[![Open In Colab](https://colab.research.google.com/assets/colab-badge.svg)](https://colab.research.google.com/github/databyjp/AcademyXI_DA/blob/main/notebooks/AcademyXi_DA_Module_8_data_analysis_2.ipynb)

## AcademyXi Data Analysis - Data Analysis 2: 
### Workshop - Regression with Python
In this workshop module, we will show you examples of how Python can be used to build regression models. 

As we mentioned before, each of regression analysis and machine learning are very complex and large topics. Additionally, we appreciate that you will have varying degrees of familiarity with Python including its syntaxes, which we have not covered in this course.

**So treat this section as an introductory demonstration to see some things that can be possible with these techniques, rather than something which you need to reproduce.**


Let's begin by importing a few libraries and modules to be used.

In [1]:
# Install additional libraries required (fsspec and s3fs) to load files through AWS S3
%%capture tmp
!pip install fsspec s3fs

# Import libraries to be used
import pandas as pd
import numpy as np
import plotly.express as px

## Linear regression with scikit-learn

[Scikit-learn](https://scikit-learn.org/stable/user_guide.html) may be the most commonly-used machine learning library for Python. It enables the user to build all manners of machine learning models from linear models to decision trees and even neural network models. 

Its relative simplicity and comprehensive documentation makes it not only a great tool but also a great learning resource.

Here, we will use it to develop a few simple linear regression models.

In [2]:
# Load data from S3
df = pd.read_csv("s3://databyjp/academyxi/auto-mpg.csv")

In [None]:
df.head()

We'll use the [auto-mpg dataset](https://archive.ics.uci.edu/ml/datasets/auto+mpg) again, which you would have seen before. 

The dataset includes a number of parameters of cars, which can be used to predict their fuel efficiency (mpg) characteristics. 

### My first regression model


To get started with, let's build a regression model to predict the fuel efficiency, based on the engine size (displacement).

First, we'll briefly visually inspect the data.

In [None]:
import plotly.express as px
fig = px.scatter(df, x="displacement", y="mpg")
fig.show()

The relationship here between money spent and impressions look somewhat linear - so let's fit a simple [linear regression model](https://scikit-learn.org/stable/modules/generated/sklearn.linear_model.LinearRegression.html).

In [5]:
from sklearn import linear_model
reg = linear_model.LinearRegression()

Here, we specify a linear regression model with the `fit_intercept` argument being `False`, which specifies a linear regression model with a zero intercept.

In [None]:
reg.fit(df[["displacement"]], df["mpg"])

Here we provide the values to develop the model with, which are the "Spent" column as the independent variables and the "Clicks" as the dependent (target) variable. And we can print parameters of the model here:

In [None]:
print(reg.coef_, reg.intercept_)

The `reg.coef_` and `reg.intercept_` outputs respectively indicate the coefficient(s) and intercept of the regression model respectively.
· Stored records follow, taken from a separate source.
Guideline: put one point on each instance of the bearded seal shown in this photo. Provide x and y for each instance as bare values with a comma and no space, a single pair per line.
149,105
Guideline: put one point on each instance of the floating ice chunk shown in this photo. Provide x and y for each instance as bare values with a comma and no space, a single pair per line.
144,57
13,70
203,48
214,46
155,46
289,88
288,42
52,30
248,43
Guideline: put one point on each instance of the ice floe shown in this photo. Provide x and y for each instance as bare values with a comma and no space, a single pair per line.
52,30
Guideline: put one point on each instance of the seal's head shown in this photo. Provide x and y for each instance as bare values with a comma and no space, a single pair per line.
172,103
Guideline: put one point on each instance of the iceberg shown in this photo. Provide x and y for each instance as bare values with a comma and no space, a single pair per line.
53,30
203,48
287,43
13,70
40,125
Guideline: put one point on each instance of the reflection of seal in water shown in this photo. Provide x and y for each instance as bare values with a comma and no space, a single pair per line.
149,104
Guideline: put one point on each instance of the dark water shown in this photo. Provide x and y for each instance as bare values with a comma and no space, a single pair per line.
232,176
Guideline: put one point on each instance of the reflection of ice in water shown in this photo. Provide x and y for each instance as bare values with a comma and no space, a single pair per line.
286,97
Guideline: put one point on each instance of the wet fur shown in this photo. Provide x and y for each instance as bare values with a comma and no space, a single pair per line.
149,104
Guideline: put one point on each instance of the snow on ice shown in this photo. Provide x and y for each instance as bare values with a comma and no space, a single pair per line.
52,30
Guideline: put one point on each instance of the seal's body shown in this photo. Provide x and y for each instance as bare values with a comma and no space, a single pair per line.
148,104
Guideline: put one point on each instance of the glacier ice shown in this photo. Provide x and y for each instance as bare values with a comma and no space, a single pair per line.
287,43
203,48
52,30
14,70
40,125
In other words, the model predicts that the number of clicks can be produced by:

`reg.coef_` * x + `reg.intercept_`; in other words:

-0.06 * (displacement) + 35.17 = (mpg)

Instead of applying this algebra manually, the model can be used to make predictions also:

In [None]:
reg.predict([[200]])

In other words, this model predicts that a 200 cubic inch (about 3.3 litres) engine will have a fuel efficiency of 23 miles per gallon. 

This seems a reasonable estimate based on the graph above and a cursory google search on engine mileage. 


#### How well does it fit the data?

We discussed the r-squared model earlier on as a measure of model fit. We can see the r-squared value for our model as below:

In [None]:
reg.score(df[["displacement"]], df["mpg"])

Although this isn't awful, it's not a great score. Let's see how we might improve upon this.

### Multiple regression model

The dataset also provides additional information for cars such as the number of cylinders, weight or maximum acceleration. We can add any number of these to our model, creating a multiple regression model. 

For instance, we can add the weight parameter to our model:

In [None]:
reg.fit(df[["displacement", "weight"]], df["mpg"])
print(reg.coef_, reg.intercept_)
print(reg.score(df[["displacement", "weight"]], df["mpg"]))

Immediately we see that the fit has improved (r-squared value is larger), which is intuitively sensible given that we are using additional parameters for our prediction.

To see the impact of varying weights to our prediction, let's use the same 200 cubic inch engine size, but vary the weight from 1000 to 3000 pounds:

In [None]:
# Predict mpg values at [displacement, weight] values pairs - e.g. [200 cubic inches, 1000 pounds]
reg.predict([[200, 1000], [200, 2000], [200, 3000]])  

You can see how now the predictions change as a function of weight. Again, this intuitively makes sense - the heavier the car, the more fuel it will take to move.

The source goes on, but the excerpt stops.